Nvidia jumps into virtual reality with GeForce GTX 980 and 970

VR Direct
Behold! The beginning of a new PC-VR gaming era

The marriage between PCs and virtual reality is stronger than ever thanks to the latest graphics card from Nvidia.

During Nvidia's inaugural 24-hour PC gaming event, Game24, CEO Jen-Hsun Jeng revealed the GeForce GTX 980 and 970 GPUs.

The Maxwell architecture in the 980 and 970 boasts several new and impressive features but the head turner is definitely the integration of VR Direct.

This new feature makes Nvidia the first hardware company to put virtual reality software into its GPUs - though likely not the last.

During the event, we spoke with Justin Walker, Senior Product Manager who further explained the concept of VR Direct on the new Maxwell GPU.

Game24

Virtual reality SLI

SLI played a big role in figuring out what to do with VR's latency issues.

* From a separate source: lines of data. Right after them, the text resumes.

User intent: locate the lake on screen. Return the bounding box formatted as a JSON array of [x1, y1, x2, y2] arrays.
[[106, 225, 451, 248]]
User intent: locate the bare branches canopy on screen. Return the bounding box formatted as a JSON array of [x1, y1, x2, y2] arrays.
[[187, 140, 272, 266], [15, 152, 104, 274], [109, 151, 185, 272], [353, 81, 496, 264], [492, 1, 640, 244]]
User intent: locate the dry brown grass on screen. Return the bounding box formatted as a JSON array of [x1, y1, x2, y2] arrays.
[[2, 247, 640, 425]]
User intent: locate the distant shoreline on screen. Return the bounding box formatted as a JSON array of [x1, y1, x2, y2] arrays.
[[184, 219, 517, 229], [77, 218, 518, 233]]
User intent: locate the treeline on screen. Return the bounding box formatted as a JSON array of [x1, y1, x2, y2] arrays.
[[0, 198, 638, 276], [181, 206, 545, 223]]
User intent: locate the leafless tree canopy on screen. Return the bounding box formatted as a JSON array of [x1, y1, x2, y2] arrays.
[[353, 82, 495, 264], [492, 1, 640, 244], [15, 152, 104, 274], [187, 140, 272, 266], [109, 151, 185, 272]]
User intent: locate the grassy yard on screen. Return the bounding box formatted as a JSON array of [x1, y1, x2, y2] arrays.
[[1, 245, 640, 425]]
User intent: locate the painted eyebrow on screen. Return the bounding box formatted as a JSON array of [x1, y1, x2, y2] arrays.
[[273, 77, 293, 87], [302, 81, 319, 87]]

Walker says: "SLI would work but the thing with SLI is that you do alternate frame rendering on one GPU and then the next frame rendering, going back and forth. In a normal environment, that can inject a little bit of latency."

VR Direct

Meaning on a screen, your frame rate goes up so much that you don't even notice or care. However with VR, any delays between gameplay and head movement are sure to make you nauseous and ruin your experience.

Which is something Walker notes, "you want to get rid of."

This is where SLI and VR come into play: "So we developed VR SLI basically, where you can actually assign each one of the GPUs to each eye. By doing that you don't have a latency effect anymore because you're literally just going from one [GPU] directly to each eye."

More at play

Nvidia also plans on cutting down VR latency by implementing new tech called MFAA - Multi-Frame sampled Anti-Aliasing - which produces 4x's multisample anti-aliasing images at 2x MSAA speeds.

VR Direct

NVIDIA's Dynamic Super Resolution (DSR) technology will be also available to VR which should significantly help reduce aliasing on today's panels. MFAA and DSR should be available after the 980's launch where the latter will roll out as an update to older graphics cards.

VR Direct

Lastly, asynchronous warp or JIT WARP (just in time Windows Advanced Rasterization Platform) allows sampling of head tracking to run smoother by cutting latency directly in half. Expect your GeForce GTX 980 and 970 GPUs to start running asynchronous warp software a bit later though, when more virtual reality devices actually hit the shelves.

Future of VR

It's already apparent that virtual reality isn't going anywhere but the advent of new hardware made specifically for VR has further cemented its future. With the Oculus Rift being the most prominent headset, it's no surprise Nvidia worked with the Oculus to create VR Direct.

Though Walker says, "Oculus isn't exclusively working with Nvidia because they have a whole PC ecosystem to worry about."

He then quickly pointed out that "they [Oculus] benefit a lot because they need the performance; they really need the latency, and we're the ones that deliver that better than anyone else, in particular with Maxwell. Maxwell is going to be the GPU you want if you're doing VR because we've put a lot of focus on fine tuning the process."

Since Nvidia is the first company to out VR GPUs, we think it's OK to boast a bit, but but we're sure plenty of other GPU companies won't be far behind.